On the 'temp' box, the hope is to mount ad6s1g as /tmp/old/files and diff it against similar directory on the primary drive. This mount command failed ('no such device /dev/ad6s1g'):

`# mount /dev/ad6s1g /tmp/old/files`

But this one worked (though not providing access to my data):

`# mount /dev/ad6s1 /tmp/old`

UPDATE: I tried this again last night and made sure that I had issued the following command BEFORE removing ad6 from the production server:

`# gmirror remove gm0 ad6`

This should have cleared the metadata on ad6, correct? The result was that I WAS ABLE TO MOUNT ad6s1g on the 'temp' box! Hopefully I have uncovered the immediate problem.

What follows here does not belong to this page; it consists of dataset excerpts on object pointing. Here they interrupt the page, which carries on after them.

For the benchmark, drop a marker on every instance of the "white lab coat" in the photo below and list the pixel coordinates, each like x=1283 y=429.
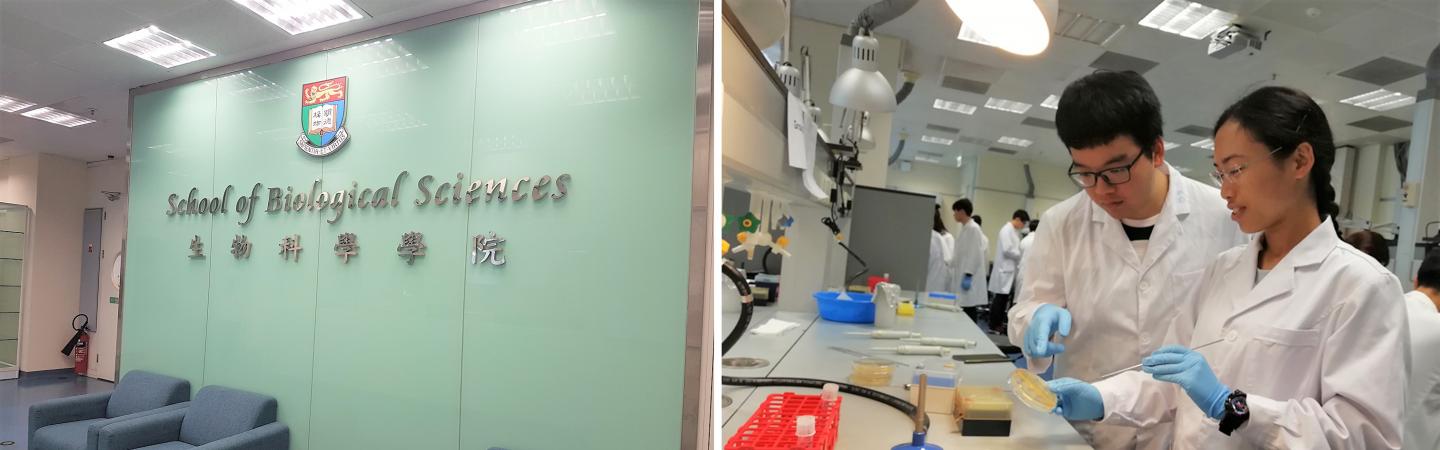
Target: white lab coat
x=969 y=258
x=1423 y=411
x=1007 y=260
x=1318 y=346
x=1121 y=305
x=1024 y=248
x=938 y=271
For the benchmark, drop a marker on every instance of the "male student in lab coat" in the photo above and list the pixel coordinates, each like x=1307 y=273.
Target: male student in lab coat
x=968 y=277
x=1423 y=310
x=1024 y=248
x=1293 y=341
x=1007 y=264
x=1113 y=261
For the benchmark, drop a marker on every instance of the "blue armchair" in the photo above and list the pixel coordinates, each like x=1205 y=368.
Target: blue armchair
x=74 y=423
x=219 y=418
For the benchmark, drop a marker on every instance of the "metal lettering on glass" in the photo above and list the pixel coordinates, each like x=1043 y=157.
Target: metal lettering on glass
x=412 y=244
x=334 y=201
x=487 y=248
x=241 y=247
x=347 y=247
x=196 y=247
x=290 y=247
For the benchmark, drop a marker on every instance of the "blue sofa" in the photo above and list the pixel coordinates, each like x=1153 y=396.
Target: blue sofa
x=74 y=423
x=219 y=418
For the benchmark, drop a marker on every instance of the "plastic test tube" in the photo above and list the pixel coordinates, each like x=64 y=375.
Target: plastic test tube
x=916 y=349
x=952 y=342
x=886 y=333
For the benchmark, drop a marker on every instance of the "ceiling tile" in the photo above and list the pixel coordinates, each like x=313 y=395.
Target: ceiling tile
x=43 y=82
x=1381 y=29
x=108 y=65
x=1326 y=13
x=153 y=10
x=36 y=39
x=1383 y=71
x=100 y=22
x=1380 y=123
x=222 y=28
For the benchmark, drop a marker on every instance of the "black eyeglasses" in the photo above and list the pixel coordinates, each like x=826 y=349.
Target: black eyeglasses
x=1112 y=176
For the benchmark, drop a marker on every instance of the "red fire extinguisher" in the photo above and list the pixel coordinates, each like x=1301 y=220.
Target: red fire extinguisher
x=78 y=346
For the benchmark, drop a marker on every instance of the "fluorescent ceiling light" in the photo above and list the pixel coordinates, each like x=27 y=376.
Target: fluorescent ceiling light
x=1010 y=106
x=954 y=107
x=1015 y=142
x=56 y=117
x=154 y=45
x=298 y=16
x=1053 y=101
x=1017 y=26
x=968 y=33
x=1188 y=19
x=1380 y=100
x=936 y=140
x=12 y=104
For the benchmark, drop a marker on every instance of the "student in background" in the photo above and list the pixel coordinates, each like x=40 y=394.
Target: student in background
x=942 y=251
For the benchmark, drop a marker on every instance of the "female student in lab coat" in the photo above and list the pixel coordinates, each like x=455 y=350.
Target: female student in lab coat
x=942 y=250
x=1312 y=332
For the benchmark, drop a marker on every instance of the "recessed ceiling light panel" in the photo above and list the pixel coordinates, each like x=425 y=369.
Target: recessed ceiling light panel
x=154 y=45
x=12 y=104
x=1188 y=19
x=1008 y=106
x=298 y=16
x=936 y=140
x=954 y=107
x=56 y=117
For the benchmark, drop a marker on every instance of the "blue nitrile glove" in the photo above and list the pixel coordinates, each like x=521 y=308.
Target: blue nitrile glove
x=1188 y=368
x=1079 y=400
x=1047 y=320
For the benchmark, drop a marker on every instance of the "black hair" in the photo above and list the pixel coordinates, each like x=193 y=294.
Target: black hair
x=1371 y=243
x=964 y=205
x=1282 y=118
x=1103 y=106
x=1429 y=274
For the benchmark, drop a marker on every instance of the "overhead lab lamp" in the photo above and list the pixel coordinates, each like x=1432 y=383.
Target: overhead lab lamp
x=765 y=20
x=867 y=142
x=863 y=87
x=1017 y=26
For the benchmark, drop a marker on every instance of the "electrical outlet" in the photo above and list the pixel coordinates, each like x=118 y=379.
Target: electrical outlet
x=1410 y=195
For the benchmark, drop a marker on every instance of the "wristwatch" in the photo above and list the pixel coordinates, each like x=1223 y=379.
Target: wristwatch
x=1236 y=413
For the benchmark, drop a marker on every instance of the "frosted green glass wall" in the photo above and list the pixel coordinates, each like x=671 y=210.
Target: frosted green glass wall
x=576 y=342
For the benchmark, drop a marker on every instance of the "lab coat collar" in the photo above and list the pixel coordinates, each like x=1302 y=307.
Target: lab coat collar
x=1167 y=228
x=1175 y=199
x=1311 y=251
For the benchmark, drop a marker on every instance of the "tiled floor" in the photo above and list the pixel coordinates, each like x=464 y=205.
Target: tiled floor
x=16 y=397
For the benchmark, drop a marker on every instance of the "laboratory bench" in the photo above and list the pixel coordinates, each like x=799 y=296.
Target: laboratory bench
x=808 y=352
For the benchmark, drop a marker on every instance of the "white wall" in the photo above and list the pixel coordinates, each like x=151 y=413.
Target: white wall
x=1000 y=189
x=55 y=191
x=113 y=176
x=946 y=182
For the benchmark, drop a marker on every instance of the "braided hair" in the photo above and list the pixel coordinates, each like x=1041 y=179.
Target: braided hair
x=1282 y=118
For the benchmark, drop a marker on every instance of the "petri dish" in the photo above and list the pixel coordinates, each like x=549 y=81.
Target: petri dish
x=871 y=372
x=1031 y=391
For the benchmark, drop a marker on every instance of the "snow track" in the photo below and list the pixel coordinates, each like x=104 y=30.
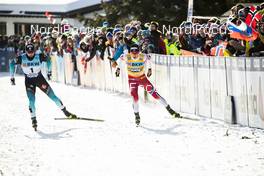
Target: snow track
x=161 y=146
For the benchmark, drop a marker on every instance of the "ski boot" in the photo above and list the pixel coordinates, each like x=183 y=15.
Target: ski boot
x=172 y=112
x=68 y=114
x=137 y=118
x=34 y=123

But it leaves the following question (future scenario):

Should I have a full failure of the production machine and am therefore unable to issue the 'gmirror remove' cmd on THAT machine, can I instead take ad6 to the 'temp' box, and issue 'gmirror clear ad6' to get the same result?? That is, will I likely then be able to mount ad6s1g?

Thanks very much in advance for help/thoughts on this.


----------



## phoenix (Nov 6, 2010)

There's the problem.  You don't want to use *gmirror remove*.  That deletes the gmirror metadata on the drive, which clears the partition information.

Instead, just physically remove the drive form the system.  gmirror will continue to run in a DEGRADED mode.

Then install the drive into the temp server, start gmirror, and access the gm0 device the same way as on the production system.


----------



## pmorrill (Nov 12, 2010)

Thanks for your help: my upgrade went well and the gmirror system seems to be under control!


----------